Floods decimated Malawi this week. With substandard infrastructure, even a relatively tame event could be deadly, and this was certainly not tame. This is the worst flooding Malawi residents can seem to remember. There are conflicting reports around just how deadly this inundation was, but Peter Mutharika, the country’s President, put the figure at 48. Many more deaths may follow, however, due to the deadly infection cholera. Around 200,000 people were also left homeless. What’s worse, numerous animals died in the flood, and the flood was deleterious for crops. In a nation where so many of its residents are subsistence farmers, this is a significant blow. The flooding is a result of heavy rain that has been falling for weeks, and more may be on the way with tropical cyclone Chedza closing in. Several cities in northern Sumatra is dealing with a deluge this week also. No lives were lost in that event, but over 10,000 homes were damaged. A landslide also caused traffic chaos in an otherwise unaffected region.
Meanwhile, the opposite extreme in climate is going on in California, Sao Paolo, Brazil, and many other regions. The snowfall in California has been woefully sparse so far this winter, and the crippling drought California faces is nowhere near over. They need trillions of gallons of water to precipitate to have adequate reservoirs. It seems that it is falling elsewhere. Sao Paolo has not had a drought as bad as their current one in 80 years.
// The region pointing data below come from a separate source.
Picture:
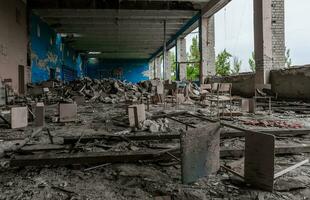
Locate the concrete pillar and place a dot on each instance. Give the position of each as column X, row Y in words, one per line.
column 167, row 66
column 278, row 33
column 207, row 48
column 263, row 40
column 157, row 63
column 181, row 57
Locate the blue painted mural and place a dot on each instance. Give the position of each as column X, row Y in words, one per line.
column 130, row 70
column 50, row 55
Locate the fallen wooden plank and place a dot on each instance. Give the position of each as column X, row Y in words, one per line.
column 86, row 158
column 43, row 147
column 21, row 144
column 287, row 170
column 278, row 133
column 85, row 139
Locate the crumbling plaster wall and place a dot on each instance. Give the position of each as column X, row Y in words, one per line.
column 49, row 52
column 293, row 83
column 13, row 40
column 278, row 34
column 130, row 70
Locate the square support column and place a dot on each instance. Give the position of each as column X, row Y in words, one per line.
column 278, row 34
column 167, row 66
column 263, row 40
column 181, row 58
column 207, row 48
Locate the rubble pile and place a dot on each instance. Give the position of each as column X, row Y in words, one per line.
column 86, row 89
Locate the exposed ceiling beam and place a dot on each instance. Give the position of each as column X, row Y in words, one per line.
column 117, row 4
column 116, row 14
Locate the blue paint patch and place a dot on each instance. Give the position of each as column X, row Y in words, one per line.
column 49, row 52
column 127, row 70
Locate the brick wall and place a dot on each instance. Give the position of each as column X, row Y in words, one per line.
column 278, row 33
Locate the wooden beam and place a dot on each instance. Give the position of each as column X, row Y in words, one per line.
column 85, row 139
column 280, row 150
column 287, row 170
column 86, row 158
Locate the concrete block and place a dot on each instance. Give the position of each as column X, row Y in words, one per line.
column 180, row 98
column 245, row 103
column 259, row 160
column 19, row 117
column 79, row 100
column 136, row 114
column 160, row 88
column 40, row 115
column 252, row 106
column 200, row 149
column 67, row 112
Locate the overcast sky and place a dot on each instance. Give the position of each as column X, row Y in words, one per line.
column 234, row 30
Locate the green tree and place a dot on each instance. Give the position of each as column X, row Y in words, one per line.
column 194, row 56
column 288, row 59
column 222, row 63
column 236, row 65
column 252, row 62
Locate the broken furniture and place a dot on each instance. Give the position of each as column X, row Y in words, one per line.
column 200, row 149
column 136, row 115
column 67, row 112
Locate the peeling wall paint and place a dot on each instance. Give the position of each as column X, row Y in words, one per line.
column 49, row 52
column 130, row 70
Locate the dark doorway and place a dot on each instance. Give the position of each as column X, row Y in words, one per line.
column 21, row 79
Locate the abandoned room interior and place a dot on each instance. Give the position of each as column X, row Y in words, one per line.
column 100, row 99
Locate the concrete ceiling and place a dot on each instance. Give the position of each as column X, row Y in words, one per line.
column 133, row 31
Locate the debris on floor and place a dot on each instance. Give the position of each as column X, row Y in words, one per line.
column 103, row 139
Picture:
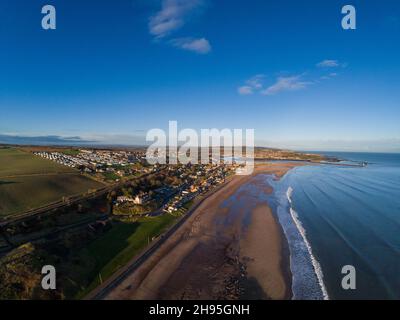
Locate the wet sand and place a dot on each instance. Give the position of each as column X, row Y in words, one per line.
column 221, row 252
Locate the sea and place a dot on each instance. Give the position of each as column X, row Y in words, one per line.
column 340, row 215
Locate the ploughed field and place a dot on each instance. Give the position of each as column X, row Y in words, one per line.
column 28, row 182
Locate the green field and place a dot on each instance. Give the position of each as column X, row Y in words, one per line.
column 28, row 181
column 105, row 255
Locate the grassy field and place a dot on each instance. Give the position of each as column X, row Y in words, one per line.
column 105, row 255
column 28, row 181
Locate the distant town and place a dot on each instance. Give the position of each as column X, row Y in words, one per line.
column 83, row 200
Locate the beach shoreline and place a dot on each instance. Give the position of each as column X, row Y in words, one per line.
column 219, row 252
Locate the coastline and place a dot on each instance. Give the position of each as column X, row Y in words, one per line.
column 220, row 252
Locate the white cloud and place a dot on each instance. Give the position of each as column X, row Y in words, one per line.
column 328, row 64
column 172, row 16
column 255, row 83
column 245, row 90
column 286, row 84
column 201, row 46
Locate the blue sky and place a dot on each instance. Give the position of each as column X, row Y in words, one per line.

The Cantareira water system which supplies most of the country’s water needs is at only 6% capacity, and several others are running low. The Sao Paolo government has yet to implement water usage restrictions, but such a refusal could prove disastrous, and they may have no choice but to impose water rations at this point.
In other news, a new study reports that wheat yields will decline 6% per degree of temperature increase. This will, naturally, cause rising prices which will be felt chiefly in the developing world. This could increase poverty in countries already struggling with it, or even cause famine in the worst case.